Sat, Feb 24, 2018 - Page 3 News List

Reporter’s Notebook: Fans indignant about the KMT’s control over baseball

By Jason Pan 潘紀揚  /  Staff reporter

Chinese Professional Baseball League commissioner John Wu, middle, also a Chinese Nationalist Party (KMT) legislator, on Sept. 18 last year holds a game schedule for the Asia Professional Baseball Championship with Chiba Lotte Marines’ team president Shinya Yamamuro, together with Lamigo manager Hung Yi-chung, left, and Taoyuan Mayor Cheng Wen-tsan, right, during a news conference in Taipei.

Photo: Fang Bin-chao, Taipei Times

Most Taiwanese will cast aside their differences of opinion to rally behind the nation’s star players at major international sports tournaments — especially when it comes to baseball — and many fans have long desired to give their full, unbridled support by uniting behind “Team Taiwan.”

That enthusiasm and loyalty can be seen in the fervor and passion with which fans supported the national baseball team during last year’s World Baseball Classic (WBC), the Asia Professional Baseball Championship and the Taipei Summer Universiade.

Baseball is the most popular game in the nation with over a century of history. It started taking root at schools and social institutions when organized baseball was introduced to Taiwan by the Japanese in 1906.

Leaders and officials of the nation’s different political parties are divided on many issues, but they will unite as one for baseball, cheering for the national team at international competitions.

However, the continued use of “Chinese Taipei” as the team’s title is increasingly at odds with people’s perception of a Taiwanese identity as distinct from a Chinese one, and it also diverges from the nation’s political environment as it has changed over the past decades.

The main reasons for the use of “Chinese Taipei” are inertia and conservatives forces within the two main baseball bodies, the Chinese Professional Baseball League (CPBL) and Chinese Taipei Baseball Association (CTBA), which together enjoy a virtual monopoly over the game.

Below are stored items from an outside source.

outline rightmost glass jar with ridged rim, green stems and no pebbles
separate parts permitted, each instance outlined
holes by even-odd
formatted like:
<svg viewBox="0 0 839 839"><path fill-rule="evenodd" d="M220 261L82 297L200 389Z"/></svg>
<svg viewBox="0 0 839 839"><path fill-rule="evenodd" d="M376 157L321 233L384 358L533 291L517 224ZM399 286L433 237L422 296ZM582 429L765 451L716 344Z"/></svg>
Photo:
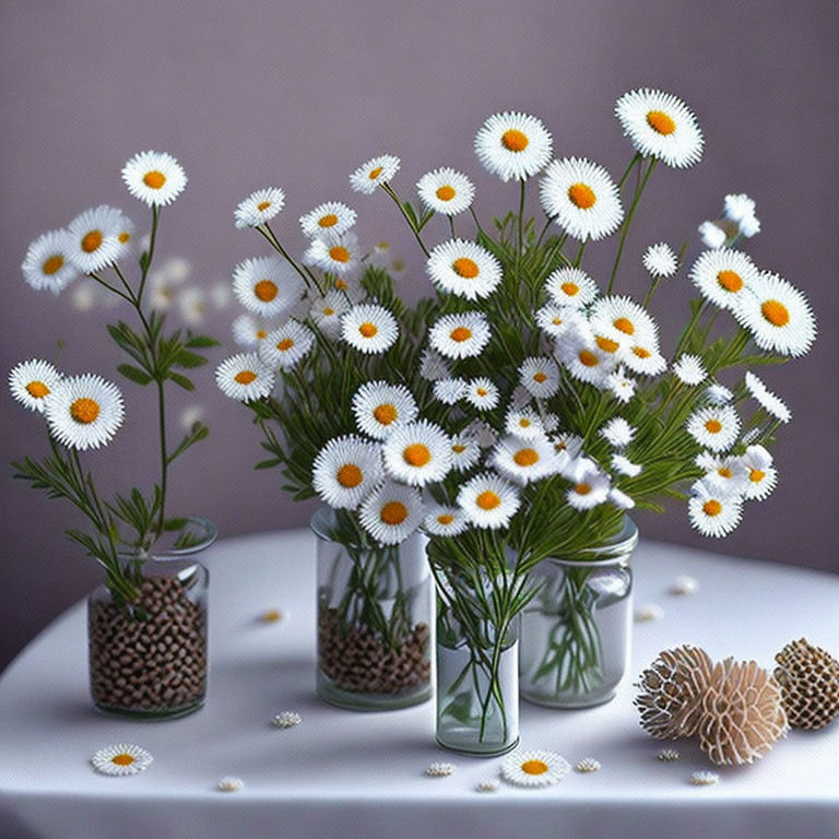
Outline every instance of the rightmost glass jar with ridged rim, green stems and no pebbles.
<svg viewBox="0 0 839 839"><path fill-rule="evenodd" d="M589 708L614 698L629 666L633 572L638 529L575 559L540 563L539 593L521 618L521 696L552 708Z"/></svg>

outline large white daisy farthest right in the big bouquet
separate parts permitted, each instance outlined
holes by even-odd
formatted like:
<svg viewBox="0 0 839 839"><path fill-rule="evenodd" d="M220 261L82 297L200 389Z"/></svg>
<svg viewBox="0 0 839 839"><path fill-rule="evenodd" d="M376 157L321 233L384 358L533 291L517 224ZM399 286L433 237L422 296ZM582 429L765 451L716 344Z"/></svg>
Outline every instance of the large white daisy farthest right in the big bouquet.
<svg viewBox="0 0 839 839"><path fill-rule="evenodd" d="M816 339L816 320L807 298L778 274L764 271L737 296L734 317L770 353L804 355Z"/></svg>

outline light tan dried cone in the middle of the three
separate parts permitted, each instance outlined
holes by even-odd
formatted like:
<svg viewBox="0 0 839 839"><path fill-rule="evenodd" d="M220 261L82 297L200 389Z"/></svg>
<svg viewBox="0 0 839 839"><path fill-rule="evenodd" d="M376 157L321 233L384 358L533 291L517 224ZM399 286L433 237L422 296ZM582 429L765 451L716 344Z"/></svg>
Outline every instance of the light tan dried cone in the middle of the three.
<svg viewBox="0 0 839 839"><path fill-rule="evenodd" d="M755 661L725 659L713 669L697 735L712 763L751 764L787 733L781 686Z"/></svg>

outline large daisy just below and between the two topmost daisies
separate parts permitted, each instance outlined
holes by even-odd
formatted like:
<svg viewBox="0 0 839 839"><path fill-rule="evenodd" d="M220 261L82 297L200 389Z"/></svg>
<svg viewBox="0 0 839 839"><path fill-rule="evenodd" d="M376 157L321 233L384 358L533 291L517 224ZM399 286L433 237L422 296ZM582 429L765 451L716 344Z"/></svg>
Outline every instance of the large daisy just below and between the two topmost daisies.
<svg viewBox="0 0 839 839"><path fill-rule="evenodd" d="M545 214L581 241L608 236L624 218L612 176L582 157L554 161L540 182L539 193Z"/></svg>

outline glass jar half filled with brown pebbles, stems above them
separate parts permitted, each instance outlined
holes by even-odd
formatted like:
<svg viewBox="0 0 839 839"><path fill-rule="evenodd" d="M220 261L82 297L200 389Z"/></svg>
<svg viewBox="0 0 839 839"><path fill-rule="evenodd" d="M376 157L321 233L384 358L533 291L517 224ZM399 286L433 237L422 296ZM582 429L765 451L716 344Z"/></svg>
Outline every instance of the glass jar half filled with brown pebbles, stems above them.
<svg viewBox="0 0 839 839"><path fill-rule="evenodd" d="M318 537L321 699L358 711L405 708L432 696L433 583L426 537L359 547L339 537L333 510L311 518Z"/></svg>

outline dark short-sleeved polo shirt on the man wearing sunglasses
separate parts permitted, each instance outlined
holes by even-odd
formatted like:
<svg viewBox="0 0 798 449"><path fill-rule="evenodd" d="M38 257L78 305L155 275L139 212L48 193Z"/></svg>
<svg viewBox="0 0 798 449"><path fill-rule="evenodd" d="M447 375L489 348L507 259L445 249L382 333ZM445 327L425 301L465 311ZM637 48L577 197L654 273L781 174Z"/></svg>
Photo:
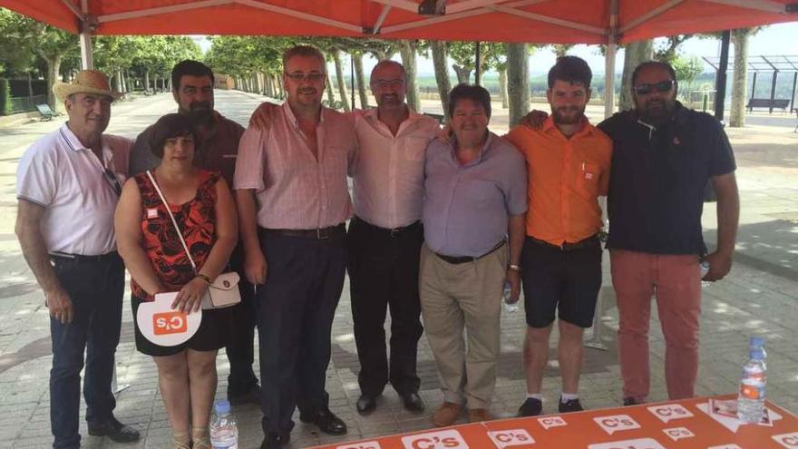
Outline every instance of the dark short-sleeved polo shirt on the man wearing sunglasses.
<svg viewBox="0 0 798 449"><path fill-rule="evenodd" d="M608 248L706 254L701 231L706 182L736 169L720 122L676 102L671 121L657 128L626 111L599 123L599 129L614 145Z"/></svg>

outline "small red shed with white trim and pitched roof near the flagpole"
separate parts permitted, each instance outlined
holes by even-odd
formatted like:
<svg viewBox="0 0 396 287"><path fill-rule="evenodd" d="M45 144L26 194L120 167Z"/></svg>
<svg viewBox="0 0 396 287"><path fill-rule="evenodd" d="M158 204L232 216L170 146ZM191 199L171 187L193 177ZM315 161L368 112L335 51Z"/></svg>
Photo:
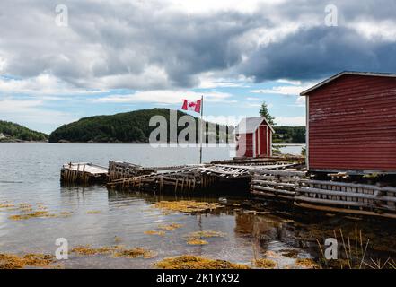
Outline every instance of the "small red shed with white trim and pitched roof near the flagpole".
<svg viewBox="0 0 396 287"><path fill-rule="evenodd" d="M269 157L272 155L272 134L265 117L243 118L235 128L237 157Z"/></svg>

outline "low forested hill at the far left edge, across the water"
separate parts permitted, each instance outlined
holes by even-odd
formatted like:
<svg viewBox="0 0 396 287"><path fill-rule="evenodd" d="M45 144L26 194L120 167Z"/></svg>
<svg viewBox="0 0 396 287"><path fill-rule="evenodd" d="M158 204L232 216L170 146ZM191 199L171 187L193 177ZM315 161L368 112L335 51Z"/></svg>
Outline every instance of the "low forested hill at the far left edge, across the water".
<svg viewBox="0 0 396 287"><path fill-rule="evenodd" d="M0 120L0 142L46 142L48 135Z"/></svg>

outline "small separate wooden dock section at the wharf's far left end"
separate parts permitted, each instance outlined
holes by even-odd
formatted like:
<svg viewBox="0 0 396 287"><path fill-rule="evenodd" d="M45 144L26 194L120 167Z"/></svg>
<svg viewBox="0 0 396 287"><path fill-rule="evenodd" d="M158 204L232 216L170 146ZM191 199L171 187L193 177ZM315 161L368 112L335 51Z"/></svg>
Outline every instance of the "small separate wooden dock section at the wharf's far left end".
<svg viewBox="0 0 396 287"><path fill-rule="evenodd" d="M69 162L60 170L60 181L64 184L106 182L108 169L89 162Z"/></svg>

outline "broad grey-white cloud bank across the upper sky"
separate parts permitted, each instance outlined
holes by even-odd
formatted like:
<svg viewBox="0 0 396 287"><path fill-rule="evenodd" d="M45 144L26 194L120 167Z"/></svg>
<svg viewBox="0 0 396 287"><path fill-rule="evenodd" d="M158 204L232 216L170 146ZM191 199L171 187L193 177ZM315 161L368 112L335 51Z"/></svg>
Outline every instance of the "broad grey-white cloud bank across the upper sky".
<svg viewBox="0 0 396 287"><path fill-rule="evenodd" d="M188 1L187 1L188 2ZM175 4L176 3L176 4ZM341 70L395 72L395 1L254 1L191 13L174 1L2 1L0 74L86 89L194 88L203 74L262 82Z"/></svg>

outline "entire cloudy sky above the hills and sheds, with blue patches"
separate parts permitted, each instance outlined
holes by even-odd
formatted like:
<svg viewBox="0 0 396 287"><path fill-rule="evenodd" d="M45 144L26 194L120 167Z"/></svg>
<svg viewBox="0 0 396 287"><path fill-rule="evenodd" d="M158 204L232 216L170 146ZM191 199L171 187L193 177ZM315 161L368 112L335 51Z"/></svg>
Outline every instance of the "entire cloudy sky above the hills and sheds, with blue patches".
<svg viewBox="0 0 396 287"><path fill-rule="evenodd" d="M305 88L396 72L395 13L396 0L2 0L0 119L49 133L203 94L207 116L256 116L265 100L278 125L304 125Z"/></svg>

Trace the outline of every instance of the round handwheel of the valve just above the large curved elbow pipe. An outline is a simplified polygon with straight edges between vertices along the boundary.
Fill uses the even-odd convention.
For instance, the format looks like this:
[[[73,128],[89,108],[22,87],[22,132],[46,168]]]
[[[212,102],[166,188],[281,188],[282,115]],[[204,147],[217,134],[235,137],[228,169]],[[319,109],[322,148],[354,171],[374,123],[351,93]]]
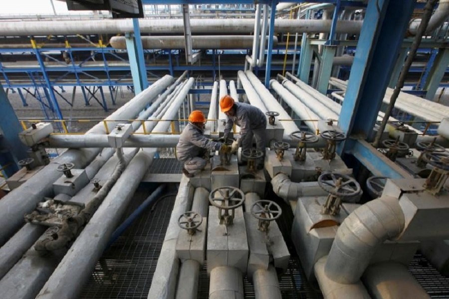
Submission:
[[[352,177],[338,172],[326,172],[318,177],[318,185],[326,192],[349,197],[360,193],[360,184]]]

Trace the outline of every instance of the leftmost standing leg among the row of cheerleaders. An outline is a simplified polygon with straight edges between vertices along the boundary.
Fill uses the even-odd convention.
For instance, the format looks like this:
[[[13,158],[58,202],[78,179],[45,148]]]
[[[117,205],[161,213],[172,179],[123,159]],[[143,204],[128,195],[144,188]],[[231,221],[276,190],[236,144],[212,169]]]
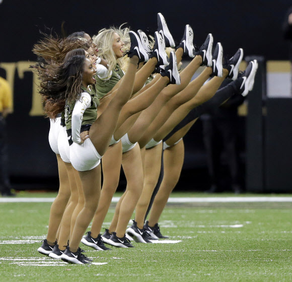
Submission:
[[[58,195],[54,199],[50,209],[49,228],[47,234],[47,242],[49,245],[54,245],[65,207],[70,198],[70,184],[67,170],[60,155],[56,156],[58,161],[60,187]]]

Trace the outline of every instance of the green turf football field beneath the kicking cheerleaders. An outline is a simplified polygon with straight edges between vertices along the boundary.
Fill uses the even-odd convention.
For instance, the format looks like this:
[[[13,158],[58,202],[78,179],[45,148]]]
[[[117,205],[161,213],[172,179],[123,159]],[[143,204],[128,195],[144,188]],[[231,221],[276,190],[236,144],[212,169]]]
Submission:
[[[0,281],[292,281],[292,201],[272,200],[290,195],[237,196],[239,202],[206,200],[214,196],[174,193],[172,197],[201,200],[173,200],[167,205],[160,227],[169,239],[134,242],[135,248],[112,251],[82,245],[94,260],[91,265],[67,264],[37,252],[46,236],[50,202],[0,201]],[[229,196],[234,195],[217,197]],[[241,201],[253,196],[272,198]],[[113,212],[114,204],[105,228]]]

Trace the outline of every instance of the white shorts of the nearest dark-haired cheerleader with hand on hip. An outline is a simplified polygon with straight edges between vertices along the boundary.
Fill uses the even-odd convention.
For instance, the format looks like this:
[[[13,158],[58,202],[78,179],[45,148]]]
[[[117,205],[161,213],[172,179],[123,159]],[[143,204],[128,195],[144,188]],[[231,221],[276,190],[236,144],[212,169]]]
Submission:
[[[81,145],[73,143],[70,147],[70,161],[78,171],[88,171],[100,164],[101,156],[96,151],[90,138]]]

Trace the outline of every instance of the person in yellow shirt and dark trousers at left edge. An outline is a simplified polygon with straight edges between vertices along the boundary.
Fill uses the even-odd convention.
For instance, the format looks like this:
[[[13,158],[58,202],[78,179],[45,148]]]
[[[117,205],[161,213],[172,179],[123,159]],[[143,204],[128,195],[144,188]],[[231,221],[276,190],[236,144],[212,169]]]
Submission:
[[[15,196],[8,177],[6,116],[12,112],[12,91],[8,82],[0,77],[0,189],[2,196]]]

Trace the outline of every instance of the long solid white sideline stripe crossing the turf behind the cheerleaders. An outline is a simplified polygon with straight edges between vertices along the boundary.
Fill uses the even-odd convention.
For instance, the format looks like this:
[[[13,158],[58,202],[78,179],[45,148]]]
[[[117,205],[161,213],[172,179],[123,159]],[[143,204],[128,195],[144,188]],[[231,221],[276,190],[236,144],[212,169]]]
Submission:
[[[120,197],[113,197],[112,202],[118,202]],[[55,198],[0,198],[0,203],[8,202],[53,202]],[[169,203],[194,202],[292,202],[292,197],[171,197]]]

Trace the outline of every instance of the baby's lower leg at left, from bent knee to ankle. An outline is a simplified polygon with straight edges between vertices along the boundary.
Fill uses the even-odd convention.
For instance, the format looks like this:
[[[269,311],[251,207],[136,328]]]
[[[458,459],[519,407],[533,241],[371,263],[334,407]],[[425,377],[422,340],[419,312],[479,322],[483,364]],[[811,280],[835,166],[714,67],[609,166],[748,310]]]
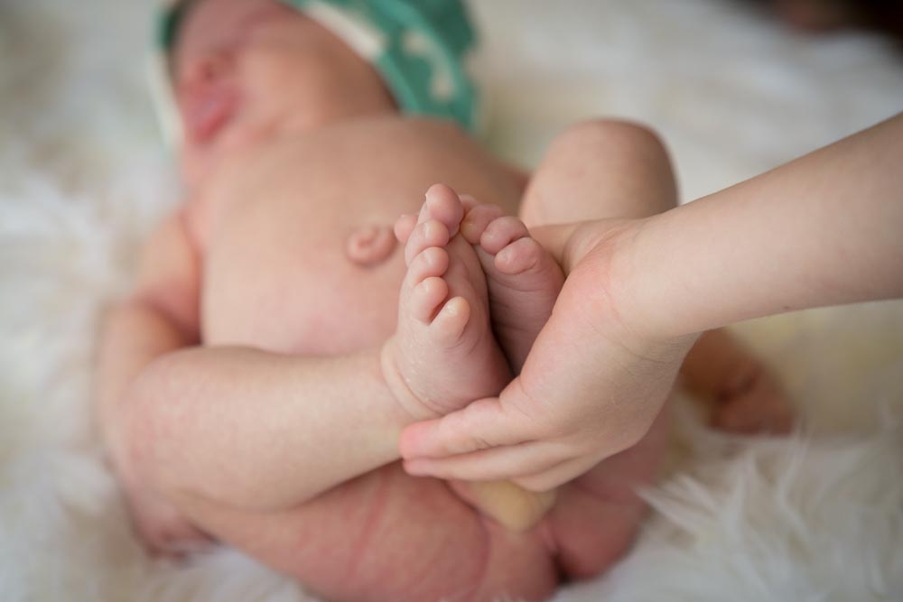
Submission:
[[[175,497],[289,507],[398,458],[410,421],[378,350],[292,357],[194,347],[148,366],[126,405],[135,464]]]

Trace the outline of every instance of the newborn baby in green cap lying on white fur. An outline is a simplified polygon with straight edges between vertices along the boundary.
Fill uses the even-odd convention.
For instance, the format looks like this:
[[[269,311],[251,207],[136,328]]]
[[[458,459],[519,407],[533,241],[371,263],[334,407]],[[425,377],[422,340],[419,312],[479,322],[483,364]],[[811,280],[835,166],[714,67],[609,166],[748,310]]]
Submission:
[[[665,419],[554,495],[410,477],[398,435],[519,371],[563,283],[526,226],[666,210],[673,176],[654,135],[591,122],[526,186],[462,131],[459,71],[431,104],[349,33],[377,6],[431,35],[442,15],[467,42],[455,2],[180,7],[188,198],[111,312],[100,423],[154,551],[226,542],[332,600],[545,599],[628,549]],[[768,375],[723,333],[685,376],[720,399],[722,426],[787,427]]]

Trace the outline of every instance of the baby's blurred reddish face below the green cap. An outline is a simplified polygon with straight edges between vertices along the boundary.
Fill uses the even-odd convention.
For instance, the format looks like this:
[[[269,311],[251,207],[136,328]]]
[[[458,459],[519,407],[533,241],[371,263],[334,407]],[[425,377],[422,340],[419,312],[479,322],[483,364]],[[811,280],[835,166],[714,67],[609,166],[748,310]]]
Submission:
[[[191,0],[184,10],[170,68],[190,185],[224,153],[396,111],[377,70],[301,12],[275,0]]]

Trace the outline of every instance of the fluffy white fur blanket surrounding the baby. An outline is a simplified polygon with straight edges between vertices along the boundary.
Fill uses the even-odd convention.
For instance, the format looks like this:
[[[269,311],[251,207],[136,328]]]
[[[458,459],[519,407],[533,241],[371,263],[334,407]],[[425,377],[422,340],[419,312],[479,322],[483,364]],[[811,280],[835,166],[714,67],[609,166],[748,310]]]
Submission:
[[[638,118],[674,151],[685,199],[903,98],[886,42],[807,38],[729,0],[486,0],[475,12],[495,148],[535,162],[577,118]],[[149,14],[147,0],[0,4],[0,599],[302,600],[234,551],[188,568],[146,559],[101,461],[99,317],[177,196],[144,86]],[[686,453],[648,492],[634,551],[555,599],[903,599],[903,306],[738,330],[783,376],[805,434],[731,439],[684,414]]]

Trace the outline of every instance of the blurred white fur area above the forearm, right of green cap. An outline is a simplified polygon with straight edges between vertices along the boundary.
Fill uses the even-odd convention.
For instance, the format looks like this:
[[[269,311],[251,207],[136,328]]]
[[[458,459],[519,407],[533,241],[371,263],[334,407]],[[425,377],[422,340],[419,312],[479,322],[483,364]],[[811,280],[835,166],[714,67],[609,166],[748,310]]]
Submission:
[[[653,125],[672,146],[683,199],[729,186],[903,107],[903,46],[834,17],[840,0],[473,3],[490,134],[535,162],[574,116]],[[900,3],[887,6],[899,19]],[[814,14],[804,19],[792,8]],[[852,14],[859,14],[852,12]],[[877,18],[877,17],[876,17]],[[811,21],[811,23],[810,23]],[[800,23],[802,22],[802,23]],[[891,22],[892,23],[892,22]],[[898,23],[898,21],[896,22]]]

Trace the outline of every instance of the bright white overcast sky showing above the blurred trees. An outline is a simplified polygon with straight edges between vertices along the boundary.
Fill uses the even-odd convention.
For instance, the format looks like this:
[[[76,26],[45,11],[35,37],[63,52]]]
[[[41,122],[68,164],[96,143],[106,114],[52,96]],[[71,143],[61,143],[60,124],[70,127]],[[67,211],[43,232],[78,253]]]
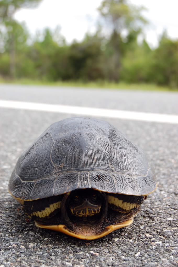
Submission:
[[[68,42],[81,40],[89,30],[96,29],[99,13],[96,10],[101,0],[43,0],[36,9],[21,9],[15,18],[25,21],[32,34],[45,27],[61,27],[61,34]],[[130,0],[135,5],[143,5],[148,11],[143,14],[152,23],[145,29],[150,46],[157,45],[157,38],[164,29],[172,38],[178,38],[177,0]]]

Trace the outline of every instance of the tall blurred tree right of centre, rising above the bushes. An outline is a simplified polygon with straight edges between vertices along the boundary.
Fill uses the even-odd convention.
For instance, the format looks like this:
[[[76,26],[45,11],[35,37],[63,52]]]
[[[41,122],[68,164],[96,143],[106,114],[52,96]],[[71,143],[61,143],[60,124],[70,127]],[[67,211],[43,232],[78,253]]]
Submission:
[[[104,0],[99,11],[101,16],[105,19],[105,27],[111,30],[111,38],[108,42],[109,59],[108,66],[113,66],[110,80],[119,80],[119,70],[122,58],[122,33],[127,32],[141,32],[141,29],[146,19],[141,15],[143,7],[136,7],[128,4],[127,0]],[[109,64],[110,63],[110,64]]]

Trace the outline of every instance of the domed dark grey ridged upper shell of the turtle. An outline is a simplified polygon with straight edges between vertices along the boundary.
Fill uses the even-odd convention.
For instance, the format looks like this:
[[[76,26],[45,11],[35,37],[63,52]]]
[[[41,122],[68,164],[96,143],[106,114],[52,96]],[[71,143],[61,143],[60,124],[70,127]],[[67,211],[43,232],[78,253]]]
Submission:
[[[147,195],[156,175],[143,151],[106,121],[74,117],[53,123],[20,156],[9,192],[22,200],[75,189]]]

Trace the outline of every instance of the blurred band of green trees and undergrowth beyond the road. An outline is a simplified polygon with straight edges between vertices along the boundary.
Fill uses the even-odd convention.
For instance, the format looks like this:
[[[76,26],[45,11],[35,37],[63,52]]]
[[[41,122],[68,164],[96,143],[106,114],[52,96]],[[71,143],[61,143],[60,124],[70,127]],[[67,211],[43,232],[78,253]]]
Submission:
[[[148,23],[141,15],[143,7],[126,0],[104,0],[98,9],[103,23],[96,33],[67,44],[59,27],[44,29],[32,40],[25,24],[13,19],[18,8],[39,2],[0,1],[1,77],[178,87],[178,40],[171,40],[164,32],[156,49],[151,49],[145,39],[137,41]]]

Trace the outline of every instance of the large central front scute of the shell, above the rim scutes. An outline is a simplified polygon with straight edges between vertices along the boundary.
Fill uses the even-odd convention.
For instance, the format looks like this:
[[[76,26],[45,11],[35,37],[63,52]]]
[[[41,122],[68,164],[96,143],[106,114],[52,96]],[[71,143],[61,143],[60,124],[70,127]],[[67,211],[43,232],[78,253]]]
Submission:
[[[90,132],[73,133],[57,140],[51,152],[52,162],[59,171],[90,171],[108,169],[112,146],[106,138]]]

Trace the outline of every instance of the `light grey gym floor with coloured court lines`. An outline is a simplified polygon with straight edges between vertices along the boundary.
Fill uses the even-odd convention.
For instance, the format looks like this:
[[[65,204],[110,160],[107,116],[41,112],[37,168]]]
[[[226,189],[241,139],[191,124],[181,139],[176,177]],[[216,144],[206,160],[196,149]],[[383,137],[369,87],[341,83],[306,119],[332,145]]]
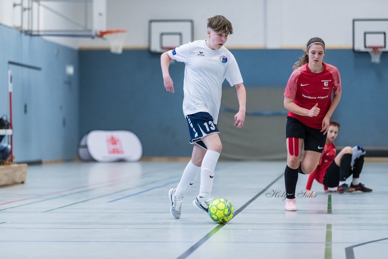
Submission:
[[[199,179],[172,218],[168,190],[185,164],[29,166],[25,184],[0,188],[0,258],[388,258],[388,163],[365,163],[372,193],[314,183],[317,196],[286,212],[270,197],[284,192],[285,162],[220,161],[212,196],[235,210],[223,225],[192,205]]]

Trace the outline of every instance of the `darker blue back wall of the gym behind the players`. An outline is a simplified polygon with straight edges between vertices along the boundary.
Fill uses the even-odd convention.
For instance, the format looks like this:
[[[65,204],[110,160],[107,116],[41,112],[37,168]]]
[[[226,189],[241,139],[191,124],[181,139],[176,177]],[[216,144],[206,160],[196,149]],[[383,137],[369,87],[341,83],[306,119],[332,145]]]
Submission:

The CPBL and CTBA are known to be ruled at the top by oligarchies of mostly Chinese Nationalist Party (KMT) politicians — whose families and lackeys use their positions to reap benefits and business contracts — and through nepotism and cronyism, according to sports reform activists.

This kind of tight control by KMT politicians who want to increase their power and benefit their businesses is prevalent across Taiwan’s sports bodies, according to publications by the “Fair Game! Taiwan!” (台灣改革聯會) alliance of campaigners.

The gridlock in which power in sports is held by pan-blue politicians was in full display when KMT Legislator John Wu (吳志揚) met little opposition on his way to obtain a second term as head of the CPBL, in which position he was confirmed at a general assembly on Jan. 17.

Wu is to serve another three years as CPBL commissioner, the unofficial czar of the nation’s professional baseball, an office that he has held since 2015.

Meanwhile, former KMT legislator Liao Cheng-ching (廖正井), who has been leading the CTBA since 2015, can reportedly expect a tough battle next month.

Liao is seeking a second three-year term as the association’s chairman, but it has been reported that he faces a strong challenge from Jeffrey Koo Jr (辜仲諒), who owns the Brothers Baseball Club and is a major shareholder in CTBC Financial Holding Co, which is controlled by his family.

“We will strive with all our effort to restore Taiwanese baseball to its former glory through revitalization plans,” Wu said as he officially entered his second term as CPBL commissioner. “The priority is to expand the league by adding fifth and sixth teams to the current format.”

Wu also unveiled a platform illustrated with an image of five interlocking rings, representing the CPBL’s five focal themes for the next three years: consolidating the grassroots, professional training, business expansion, international participation and deepening friendships with other “baseball nations.”